The phase angle \(\phi\) between the source voltage and the current can be calculated using the equation: $$\tan(\phi) = \frac{\omega L}{R}$$ $$\phi = \tan^{-1} \left(\frac{200 \times 0.75}{150}\right) \approx 36.87 ^\circ$$ As the impedance of the inductor is higher than the impedance of the resistor, the current leads the source voltage in an LR-circuit. Therefore, the phase angle is approximately \(36.87^\circ\), and the current leads the source voltage.

Finding the impedance of the circuit

We've already calculated the impedance of the circuit in Step 2: $$Z = \sqrt{R^2 + (\omega L)^2} \approx 225 \, \Omega$$ So, the impedance of the circuit is approximately \(225 \, \Omega\).

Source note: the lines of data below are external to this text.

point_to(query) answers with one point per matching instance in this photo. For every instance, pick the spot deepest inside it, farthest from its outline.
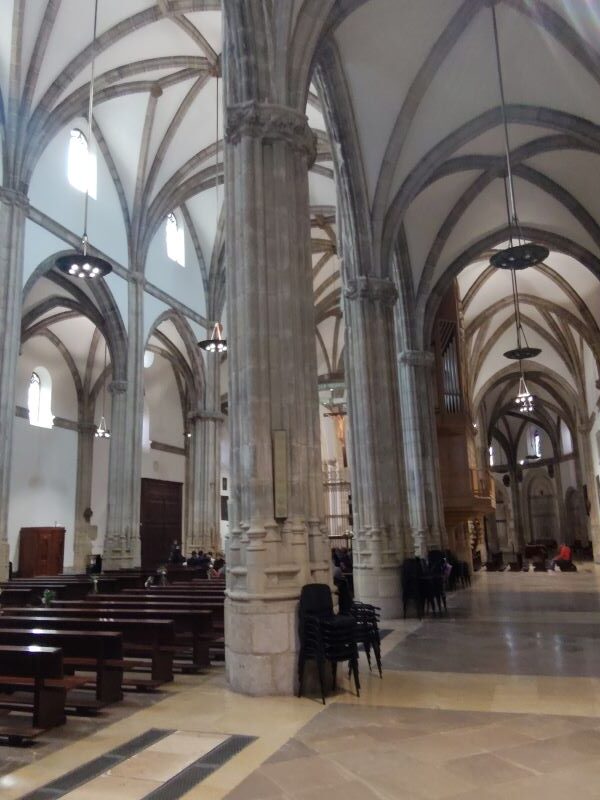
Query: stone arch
(194, 372)
(428, 305)
(587, 132)
(112, 327)
(543, 519)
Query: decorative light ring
(102, 431)
(520, 353)
(520, 256)
(80, 265)
(215, 344)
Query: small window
(39, 399)
(175, 240)
(81, 164)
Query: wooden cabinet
(41, 551)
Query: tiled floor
(499, 700)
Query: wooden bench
(193, 624)
(37, 669)
(150, 600)
(142, 637)
(15, 596)
(100, 652)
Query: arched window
(175, 240)
(537, 444)
(39, 398)
(81, 164)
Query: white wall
(43, 477)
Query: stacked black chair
(367, 631)
(367, 621)
(325, 636)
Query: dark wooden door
(160, 520)
(41, 551)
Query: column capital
(87, 427)
(374, 290)
(198, 416)
(416, 358)
(117, 387)
(14, 198)
(271, 122)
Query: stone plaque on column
(280, 492)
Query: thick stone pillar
(277, 539)
(375, 442)
(122, 543)
(13, 209)
(203, 502)
(423, 485)
(85, 533)
(587, 464)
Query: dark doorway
(160, 520)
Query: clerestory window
(81, 164)
(39, 399)
(175, 240)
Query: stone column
(13, 211)
(122, 547)
(587, 464)
(85, 533)
(277, 539)
(375, 442)
(425, 501)
(203, 475)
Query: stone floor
(499, 699)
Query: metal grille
(92, 769)
(189, 777)
(337, 499)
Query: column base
(4, 560)
(261, 646)
(380, 587)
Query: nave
(489, 725)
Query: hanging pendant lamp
(102, 431)
(216, 343)
(80, 264)
(524, 398)
(520, 254)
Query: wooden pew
(100, 652)
(193, 623)
(142, 636)
(15, 596)
(190, 602)
(38, 669)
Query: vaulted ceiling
(422, 98)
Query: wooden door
(160, 520)
(41, 551)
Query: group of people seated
(213, 564)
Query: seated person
(336, 570)
(175, 556)
(563, 558)
(219, 562)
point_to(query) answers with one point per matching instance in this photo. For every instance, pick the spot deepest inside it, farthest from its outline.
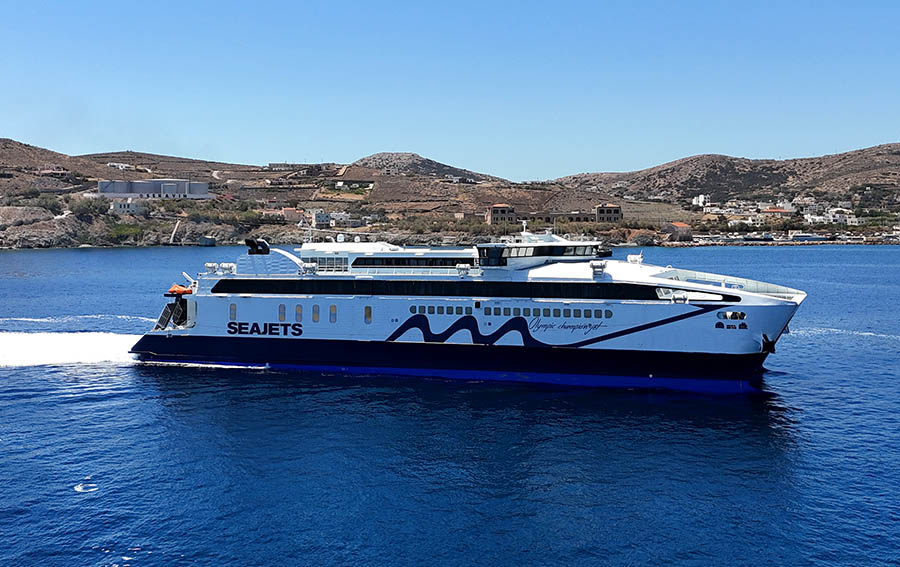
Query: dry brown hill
(404, 163)
(843, 176)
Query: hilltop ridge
(407, 163)
(844, 175)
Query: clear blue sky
(517, 89)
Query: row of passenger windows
(548, 312)
(328, 263)
(298, 313)
(513, 311)
(440, 310)
(414, 262)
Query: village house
(677, 231)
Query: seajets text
(269, 329)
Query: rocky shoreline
(36, 227)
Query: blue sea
(103, 462)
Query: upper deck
(531, 260)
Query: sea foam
(36, 349)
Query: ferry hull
(684, 371)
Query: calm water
(106, 463)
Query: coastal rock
(16, 216)
(53, 233)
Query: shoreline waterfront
(416, 240)
(109, 448)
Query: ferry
(535, 308)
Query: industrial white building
(154, 189)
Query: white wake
(36, 349)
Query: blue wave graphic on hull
(520, 325)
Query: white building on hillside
(154, 189)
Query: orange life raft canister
(180, 290)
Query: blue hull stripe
(579, 367)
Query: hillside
(403, 163)
(870, 176)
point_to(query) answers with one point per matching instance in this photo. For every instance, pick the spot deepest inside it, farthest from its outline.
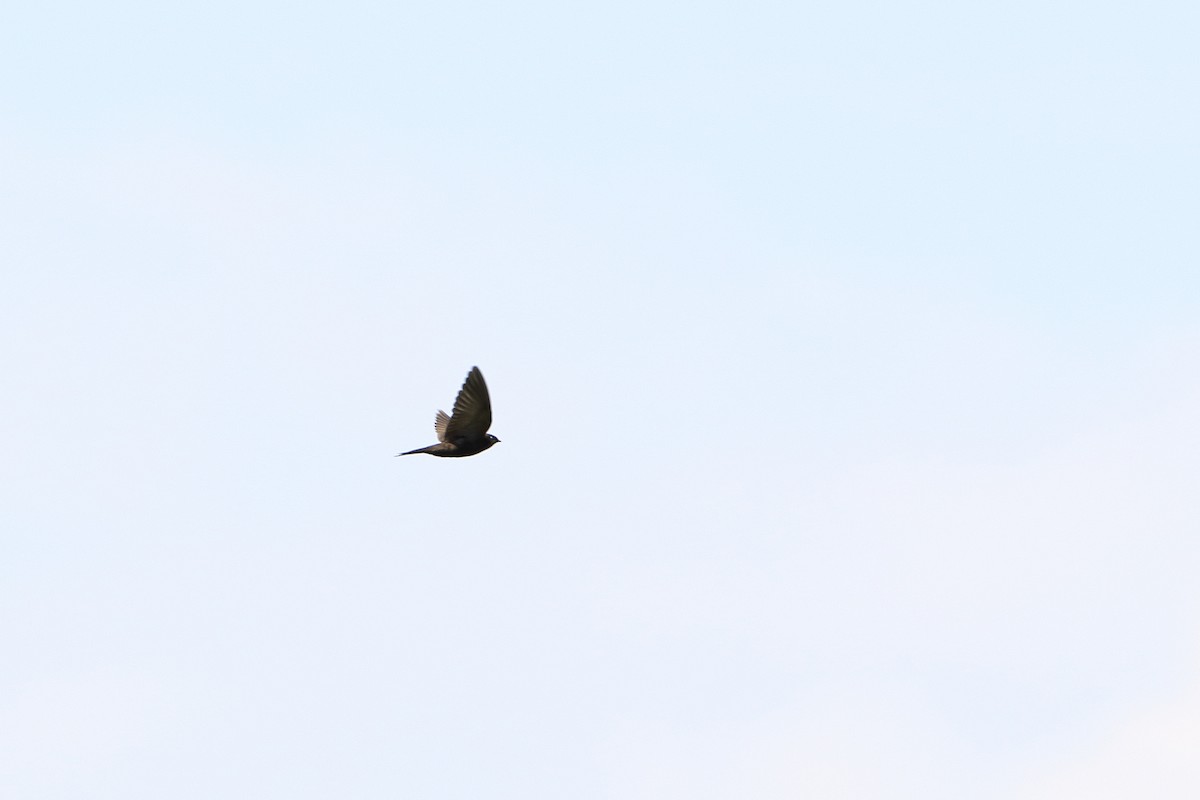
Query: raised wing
(472, 409)
(439, 425)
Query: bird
(465, 432)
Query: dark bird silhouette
(465, 432)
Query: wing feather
(472, 409)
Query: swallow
(465, 432)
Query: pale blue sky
(844, 358)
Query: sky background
(844, 356)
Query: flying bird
(465, 432)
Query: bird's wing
(472, 409)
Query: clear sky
(844, 355)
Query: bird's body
(465, 432)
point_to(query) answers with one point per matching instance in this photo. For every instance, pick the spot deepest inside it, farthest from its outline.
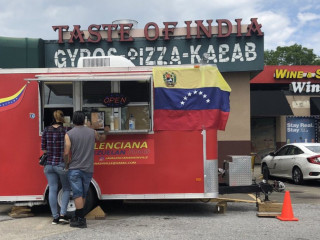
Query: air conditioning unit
(104, 61)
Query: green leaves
(291, 55)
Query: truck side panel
(20, 173)
(177, 166)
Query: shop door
(263, 136)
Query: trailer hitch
(267, 188)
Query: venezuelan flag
(12, 101)
(190, 98)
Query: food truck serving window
(106, 102)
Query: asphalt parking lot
(178, 220)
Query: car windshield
(315, 149)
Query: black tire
(91, 200)
(297, 176)
(265, 172)
(71, 206)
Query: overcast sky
(284, 22)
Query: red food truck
(163, 123)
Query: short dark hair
(78, 118)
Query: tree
(291, 55)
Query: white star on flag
(195, 93)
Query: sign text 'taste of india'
(231, 46)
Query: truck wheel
(91, 200)
(71, 206)
(265, 172)
(297, 176)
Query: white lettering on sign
(224, 53)
(301, 104)
(299, 87)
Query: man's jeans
(79, 182)
(53, 174)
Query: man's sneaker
(55, 220)
(63, 220)
(78, 222)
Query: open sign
(115, 100)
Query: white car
(296, 161)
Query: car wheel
(297, 176)
(265, 172)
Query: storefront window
(58, 93)
(136, 91)
(105, 103)
(95, 92)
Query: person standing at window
(79, 142)
(52, 143)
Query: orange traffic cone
(287, 213)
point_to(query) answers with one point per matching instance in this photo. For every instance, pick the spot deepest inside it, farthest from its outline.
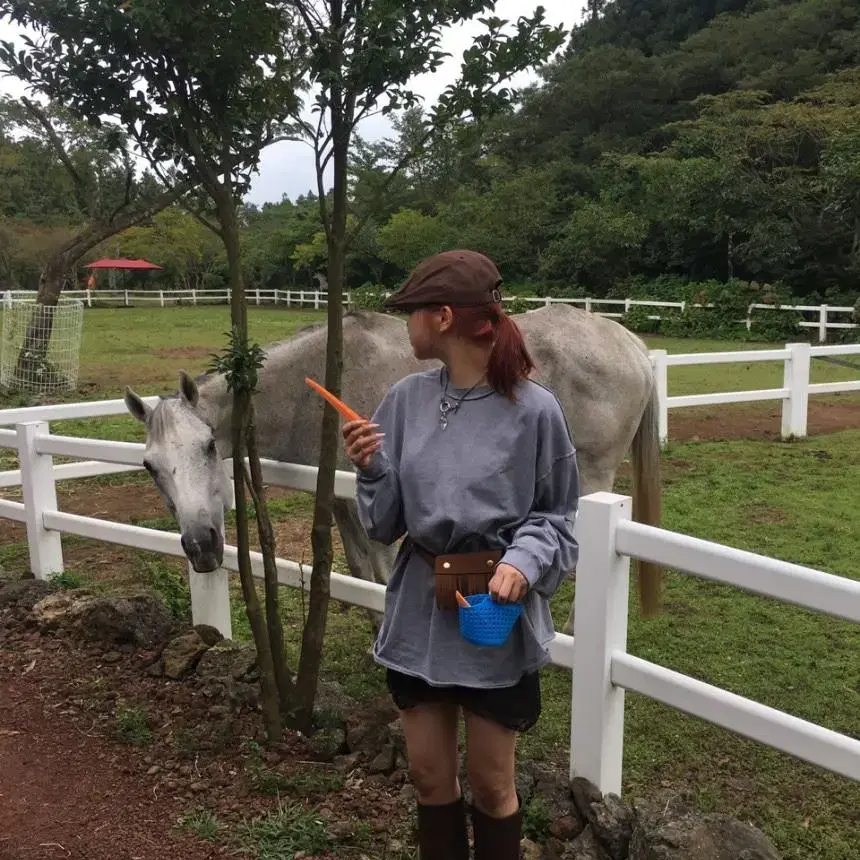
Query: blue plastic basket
(487, 622)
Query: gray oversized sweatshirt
(504, 475)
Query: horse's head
(182, 457)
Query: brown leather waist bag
(466, 572)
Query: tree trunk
(270, 572)
(320, 588)
(241, 409)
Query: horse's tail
(646, 500)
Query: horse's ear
(136, 406)
(188, 388)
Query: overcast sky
(287, 168)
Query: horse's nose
(203, 547)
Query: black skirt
(516, 708)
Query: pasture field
(796, 501)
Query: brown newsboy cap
(455, 278)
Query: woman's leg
(494, 719)
(431, 746)
(491, 766)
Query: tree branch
(382, 190)
(82, 192)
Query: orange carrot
(342, 408)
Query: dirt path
(66, 794)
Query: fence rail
(823, 318)
(596, 654)
(794, 393)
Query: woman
(476, 463)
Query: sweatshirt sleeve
(543, 547)
(377, 488)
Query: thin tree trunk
(241, 409)
(320, 589)
(270, 572)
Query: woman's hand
(508, 585)
(361, 441)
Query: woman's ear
(446, 318)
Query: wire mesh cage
(40, 349)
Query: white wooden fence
(794, 393)
(823, 318)
(596, 654)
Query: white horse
(600, 372)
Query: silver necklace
(447, 408)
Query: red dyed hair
(510, 361)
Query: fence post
(796, 380)
(40, 495)
(600, 629)
(210, 600)
(661, 382)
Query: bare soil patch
(758, 420)
(72, 786)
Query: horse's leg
(360, 550)
(592, 479)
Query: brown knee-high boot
(442, 831)
(497, 838)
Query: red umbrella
(121, 263)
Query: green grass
(749, 376)
(790, 501)
(291, 829)
(797, 501)
(132, 726)
(202, 823)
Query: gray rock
(24, 593)
(328, 743)
(698, 837)
(141, 620)
(584, 794)
(586, 847)
(55, 610)
(181, 655)
(210, 635)
(612, 823)
(228, 660)
(530, 850)
(383, 762)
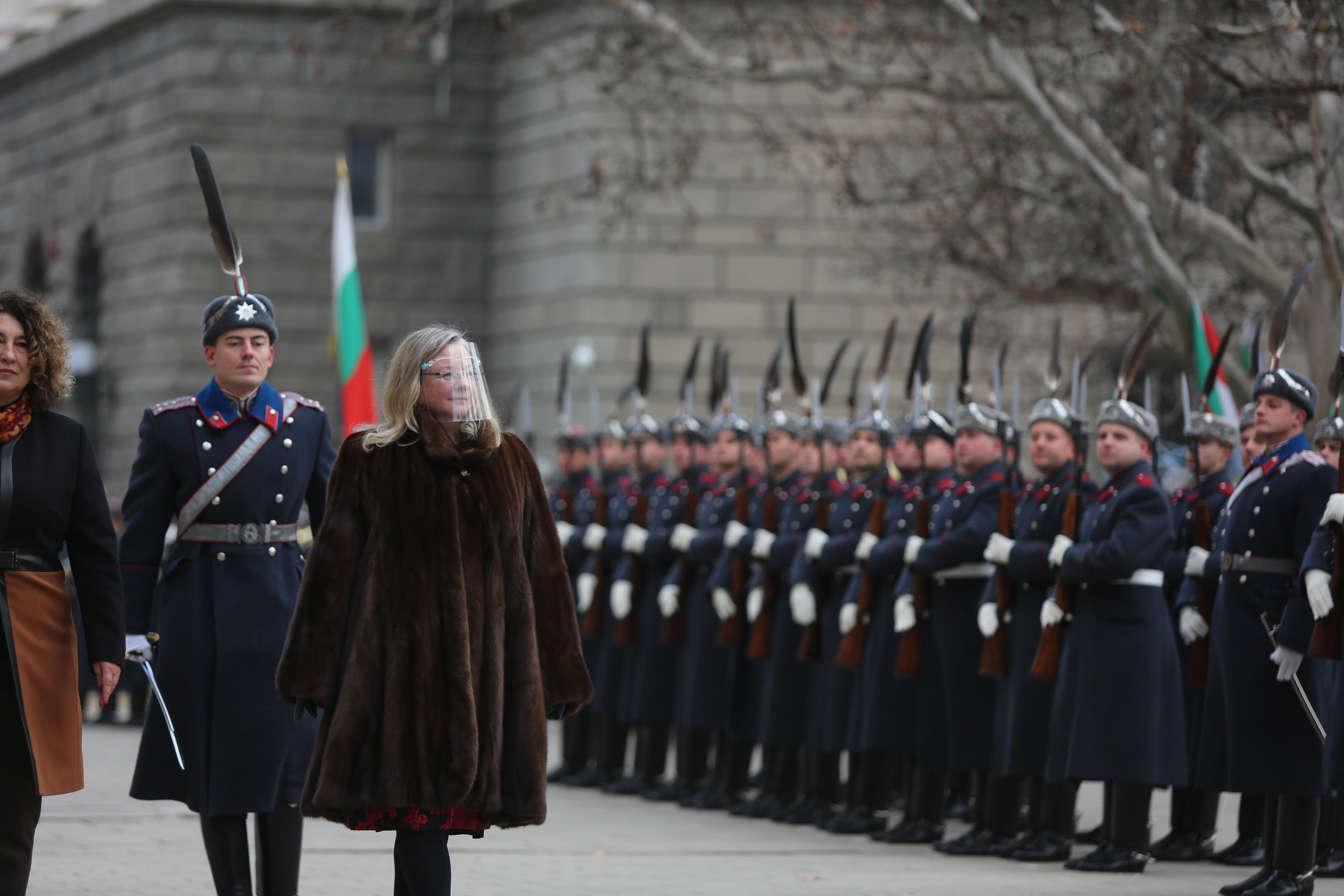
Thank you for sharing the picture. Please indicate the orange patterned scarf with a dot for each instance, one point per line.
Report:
(15, 418)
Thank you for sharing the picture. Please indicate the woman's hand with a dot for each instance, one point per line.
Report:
(108, 676)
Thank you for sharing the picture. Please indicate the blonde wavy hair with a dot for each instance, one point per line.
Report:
(402, 392)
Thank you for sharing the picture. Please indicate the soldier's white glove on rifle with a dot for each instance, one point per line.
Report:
(734, 534)
(1193, 626)
(1288, 662)
(670, 601)
(622, 598)
(584, 590)
(849, 617)
(1334, 511)
(682, 536)
(1050, 614)
(1057, 550)
(868, 542)
(803, 604)
(724, 604)
(905, 613)
(756, 601)
(988, 620)
(999, 549)
(634, 539)
(1319, 593)
(593, 536)
(1195, 564)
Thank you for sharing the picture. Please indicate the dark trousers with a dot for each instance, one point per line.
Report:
(423, 866)
(19, 801)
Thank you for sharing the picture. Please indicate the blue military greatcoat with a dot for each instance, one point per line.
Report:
(225, 608)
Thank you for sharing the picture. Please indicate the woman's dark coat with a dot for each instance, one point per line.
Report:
(435, 626)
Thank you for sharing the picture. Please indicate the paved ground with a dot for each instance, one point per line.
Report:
(101, 841)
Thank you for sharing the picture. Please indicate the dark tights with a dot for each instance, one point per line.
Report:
(423, 866)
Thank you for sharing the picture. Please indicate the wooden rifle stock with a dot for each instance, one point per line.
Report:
(994, 658)
(674, 628)
(851, 649)
(908, 659)
(730, 630)
(760, 647)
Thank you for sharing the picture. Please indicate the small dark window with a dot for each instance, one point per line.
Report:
(362, 159)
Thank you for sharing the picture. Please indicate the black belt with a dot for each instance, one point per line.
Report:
(30, 562)
(1271, 566)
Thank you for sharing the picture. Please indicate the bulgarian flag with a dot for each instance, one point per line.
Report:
(1206, 343)
(350, 332)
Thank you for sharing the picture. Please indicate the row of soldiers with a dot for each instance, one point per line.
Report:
(892, 596)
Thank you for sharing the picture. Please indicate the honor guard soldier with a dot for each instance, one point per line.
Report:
(1119, 715)
(234, 463)
(1257, 737)
(1023, 704)
(1194, 811)
(952, 559)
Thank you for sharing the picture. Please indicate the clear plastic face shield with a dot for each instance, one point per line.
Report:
(454, 386)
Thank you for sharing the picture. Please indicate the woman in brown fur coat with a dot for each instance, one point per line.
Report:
(435, 623)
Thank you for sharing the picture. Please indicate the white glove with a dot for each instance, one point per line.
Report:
(1319, 593)
(905, 613)
(998, 550)
(1057, 550)
(1195, 564)
(849, 617)
(1050, 614)
(139, 643)
(584, 590)
(634, 539)
(803, 604)
(682, 536)
(988, 620)
(761, 545)
(868, 542)
(1288, 662)
(1334, 510)
(724, 604)
(565, 531)
(622, 598)
(756, 601)
(1193, 626)
(734, 534)
(670, 601)
(593, 536)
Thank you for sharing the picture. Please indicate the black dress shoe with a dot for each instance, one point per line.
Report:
(1285, 883)
(1183, 848)
(1049, 847)
(1330, 863)
(1250, 883)
(1111, 859)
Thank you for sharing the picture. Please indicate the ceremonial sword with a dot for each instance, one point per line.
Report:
(154, 684)
(1298, 687)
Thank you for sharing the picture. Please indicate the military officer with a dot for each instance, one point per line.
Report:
(1023, 704)
(1117, 713)
(234, 463)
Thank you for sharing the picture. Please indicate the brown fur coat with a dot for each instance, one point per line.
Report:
(435, 626)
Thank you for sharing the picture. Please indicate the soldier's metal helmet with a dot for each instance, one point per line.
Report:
(1248, 418)
(1330, 429)
(1211, 426)
(1128, 414)
(873, 422)
(646, 425)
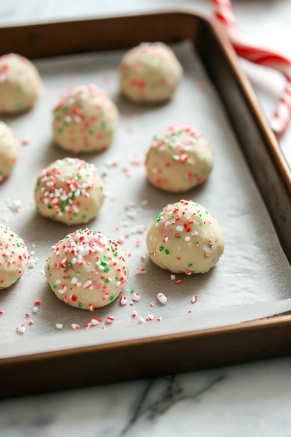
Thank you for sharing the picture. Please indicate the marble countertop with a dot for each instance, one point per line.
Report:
(249, 400)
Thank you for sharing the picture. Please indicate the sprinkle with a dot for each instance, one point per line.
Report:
(31, 263)
(162, 298)
(87, 284)
(194, 298)
(95, 321)
(136, 297)
(14, 205)
(123, 300)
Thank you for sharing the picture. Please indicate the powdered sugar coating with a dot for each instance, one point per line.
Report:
(20, 83)
(179, 158)
(69, 191)
(185, 238)
(13, 257)
(149, 72)
(85, 120)
(9, 151)
(87, 270)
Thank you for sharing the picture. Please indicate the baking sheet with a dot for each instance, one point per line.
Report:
(253, 269)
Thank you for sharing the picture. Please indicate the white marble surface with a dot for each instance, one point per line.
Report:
(250, 400)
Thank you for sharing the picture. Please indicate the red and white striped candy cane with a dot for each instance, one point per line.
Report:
(224, 13)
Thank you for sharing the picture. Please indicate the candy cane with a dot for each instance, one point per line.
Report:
(224, 13)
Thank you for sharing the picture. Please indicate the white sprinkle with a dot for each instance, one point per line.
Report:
(87, 284)
(162, 298)
(136, 297)
(95, 321)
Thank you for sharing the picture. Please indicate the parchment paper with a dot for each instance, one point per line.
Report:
(253, 270)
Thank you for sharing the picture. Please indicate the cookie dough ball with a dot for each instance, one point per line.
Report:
(185, 238)
(87, 270)
(9, 151)
(13, 257)
(69, 191)
(85, 120)
(20, 83)
(179, 159)
(149, 73)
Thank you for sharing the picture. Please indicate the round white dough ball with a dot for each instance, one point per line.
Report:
(69, 191)
(185, 238)
(13, 257)
(87, 270)
(179, 158)
(9, 151)
(85, 120)
(20, 83)
(149, 72)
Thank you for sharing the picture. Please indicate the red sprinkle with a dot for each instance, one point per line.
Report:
(194, 298)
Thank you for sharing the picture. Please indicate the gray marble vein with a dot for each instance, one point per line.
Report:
(252, 400)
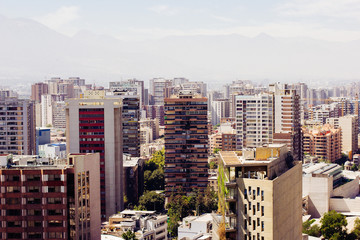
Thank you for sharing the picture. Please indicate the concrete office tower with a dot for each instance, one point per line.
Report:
(260, 194)
(94, 124)
(17, 130)
(186, 143)
(37, 90)
(287, 126)
(157, 89)
(349, 132)
(130, 121)
(219, 109)
(254, 120)
(133, 86)
(323, 142)
(51, 201)
(7, 93)
(46, 110)
(58, 112)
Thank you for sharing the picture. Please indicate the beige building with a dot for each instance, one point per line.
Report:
(327, 187)
(287, 127)
(349, 132)
(323, 142)
(255, 187)
(94, 125)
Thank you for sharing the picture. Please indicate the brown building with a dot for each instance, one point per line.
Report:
(186, 142)
(260, 194)
(37, 90)
(17, 130)
(323, 142)
(94, 124)
(51, 202)
(287, 126)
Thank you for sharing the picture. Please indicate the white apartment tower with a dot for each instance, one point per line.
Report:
(254, 120)
(94, 124)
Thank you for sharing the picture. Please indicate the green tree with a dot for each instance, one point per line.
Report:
(157, 159)
(333, 225)
(154, 180)
(129, 235)
(151, 201)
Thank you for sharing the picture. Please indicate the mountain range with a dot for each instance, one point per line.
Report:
(31, 52)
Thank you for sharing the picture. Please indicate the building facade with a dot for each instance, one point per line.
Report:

To summarize, (a) the frequency is approximately \(31.83 \, \text{Hz}\), (b) the ratio of the rms voltages is approximately \(0.67\), (c) the phase angle between the source voltage and the current is approximately \(36.87^\circ\), and the current leads the source voltage, (d) the impedance of the circuit is approximately \(225 \, \Omega\).